Sunday, November 28, 2010

The Builder

I am quite new to web design – still wearing my L plates if you know what I mean.

I found myself having to design a new web store from the ground up – because my original store was built on a server which really couldn’t provide the customisation options required for a business operating mainly in Australia.

I thought my past experience, with building the original web site, plus my Blog and also my Affiliate site would certainly count for something; that I should be able to do it without too much trouble. What I didn’t understand was that I had been working with fairly elaborate template based web builders – basically I just entered the information and the software did all the hard work. But my previous server did not allow me to download my previous pages as a complete package and simply upload it to a new site. No – I had to start from scratch, and I suddenly realized just how much I DIDN’T know about this whole E-Commerce thing.

Oh yes, I tried the pre built templates – but they were either ridiculously expensive, or just way too cheap and nasty. And the instructions were all written in some geek speak that I couldn’t make head nor tail of anyhow.

But I thought I had a fairly brilliant idea – I would download the pages from my previous site and use them as a template for the basic structure.

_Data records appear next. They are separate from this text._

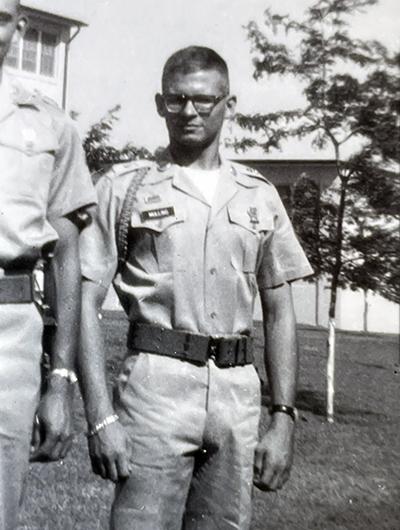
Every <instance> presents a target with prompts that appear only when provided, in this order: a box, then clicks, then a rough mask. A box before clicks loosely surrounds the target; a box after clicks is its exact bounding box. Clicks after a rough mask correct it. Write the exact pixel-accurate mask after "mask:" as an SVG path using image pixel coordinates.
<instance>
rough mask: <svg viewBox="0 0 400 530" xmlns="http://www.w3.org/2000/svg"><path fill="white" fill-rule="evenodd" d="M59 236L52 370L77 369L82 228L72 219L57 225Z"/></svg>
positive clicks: (52, 274) (55, 269)
mask: <svg viewBox="0 0 400 530" xmlns="http://www.w3.org/2000/svg"><path fill="white" fill-rule="evenodd" d="M54 227H55V229H56V230H57V232H58V235H59V240H58V242H57V245H56V248H55V253H54V257H53V258H52V261H51V273H52V276H53V280H54V283H55V300H54V304H55V307H54V310H55V314H56V320H57V329H56V334H55V341H54V347H53V348H52V351H51V352H50V355H51V368H52V369H54V368H67V369H69V370H73V369H74V368H75V360H76V351H77V347H78V330H79V320H80V306H81V304H80V300H81V274H80V266H79V247H78V238H79V230H78V228H77V227H76V226H75V225H74V224H73V223H72V222H71V221H69V220H68V219H65V218H63V219H59V220H58V221H56V222H54Z"/></svg>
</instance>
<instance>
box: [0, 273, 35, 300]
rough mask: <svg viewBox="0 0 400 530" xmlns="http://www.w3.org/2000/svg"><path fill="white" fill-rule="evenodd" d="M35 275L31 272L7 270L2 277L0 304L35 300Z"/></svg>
mask: <svg viewBox="0 0 400 530" xmlns="http://www.w3.org/2000/svg"><path fill="white" fill-rule="evenodd" d="M33 287H34V286H33V275H32V273H31V272H9V271H5V272H4V276H1V277H0V304H29V303H30V302H33V300H34V297H33V294H34V289H33Z"/></svg>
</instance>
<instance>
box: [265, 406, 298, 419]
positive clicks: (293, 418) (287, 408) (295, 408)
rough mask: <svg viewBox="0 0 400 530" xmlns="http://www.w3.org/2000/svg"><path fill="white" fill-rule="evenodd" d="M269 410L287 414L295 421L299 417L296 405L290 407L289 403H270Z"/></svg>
mask: <svg viewBox="0 0 400 530" xmlns="http://www.w3.org/2000/svg"><path fill="white" fill-rule="evenodd" d="M270 412H271V414H275V413H276V412H281V413H283V414H287V415H288V416H290V417H291V418H292V420H293V421H297V420H298V418H299V413H298V410H297V409H296V407H290V406H289V405H280V404H277V405H272V406H271V410H270Z"/></svg>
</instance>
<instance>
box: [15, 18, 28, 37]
mask: <svg viewBox="0 0 400 530" xmlns="http://www.w3.org/2000/svg"><path fill="white" fill-rule="evenodd" d="M27 27H28V19H27V17H26V16H25V15H20V16H19V17H18V21H17V30H18V31H19V33H20V34H21V35H24V33H25V31H26V28H27Z"/></svg>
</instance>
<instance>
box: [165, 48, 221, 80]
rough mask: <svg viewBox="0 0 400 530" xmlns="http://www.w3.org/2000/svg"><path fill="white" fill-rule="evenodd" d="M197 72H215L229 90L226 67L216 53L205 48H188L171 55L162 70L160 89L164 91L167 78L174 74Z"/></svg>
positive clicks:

At least it gave me something to work with – something vaguely familiar, which might keep me from feeling totally overwhelmed by the project I had undertaken.

I was going along great guns, churning out reasonable-looking completed pages and feeling fairly proud of my progress. But then, suddenly, the wheels fell off completely.

My pages began to distort. Text and images would appear outside of the page borders. Sections of my page would reject any formatting that I attempted to apply. The more I tried to fix it, the worse it seemed to get.
Eventually I decided to try to edit the HTML code directly – even though I admit my knowledge in this area is very sketchy. But as soon as I started to look at the HTML code, I could see what had happened.

It seems that HTML is a bit like a computer hard disk. You install heaps of different programs and applications and then, later, you uninstall the same – but, unless you know how to edit the registry, you often end up with lots of leftover bits. Eventually all this accumulated rubbish begins to take a toll on the computer. It slows down – develops errors and in many cases the only fix is a complete reinstall of your operating system.

Now when I built my first web store I really had no idea what I was doing. I made so many mistakes and spent hours correcting them and I guess, all the while, I was leaving bits and pieces behind in the code. Then I downloaded the whole mess and uploaded it, bugs and all, into the editor for my new web site – after which I proceeded to make more mistakes and more corrections.

Finally my poor overloaded editing program had a hissy fit and quit on me. All I could do was to delete the whole ugly mess and start all over again.

Well, thankfully I succeeded this time. My new web site is up and running. It’s a bit basic in design, but it works, and that’s the main thing right now. I can always tizz it up as I go.

But there is always a life lesson to learned along the way, isn’t there! For instance – how many times have I tried to do that – to build something new in my life on the foundation of past mistakes?

We like to stick with the familiar, don’t we? That’s why it’s so hard to break old habits – because it’s scary to let go and launch ourselves into the unfamiliar. We prefer to use the same old tools and yet we expect to get different results.

The thing is we will never really get something new when we use the old stuff as a template. We will just get a rehash of what we had before. And if it wasn’t good enough the first time, then why would we even want that?

Sometimes we just have to be brave and throw it all out – all the old wrong attitudes, the emotional scars and baggage that we’ve ‘downloaded’ from our past into our present. If we want to succeed at building something new, then we need to start afresh. Oh yes, we might still make a few mistakes, but at least we won’t be just compounding the old ones.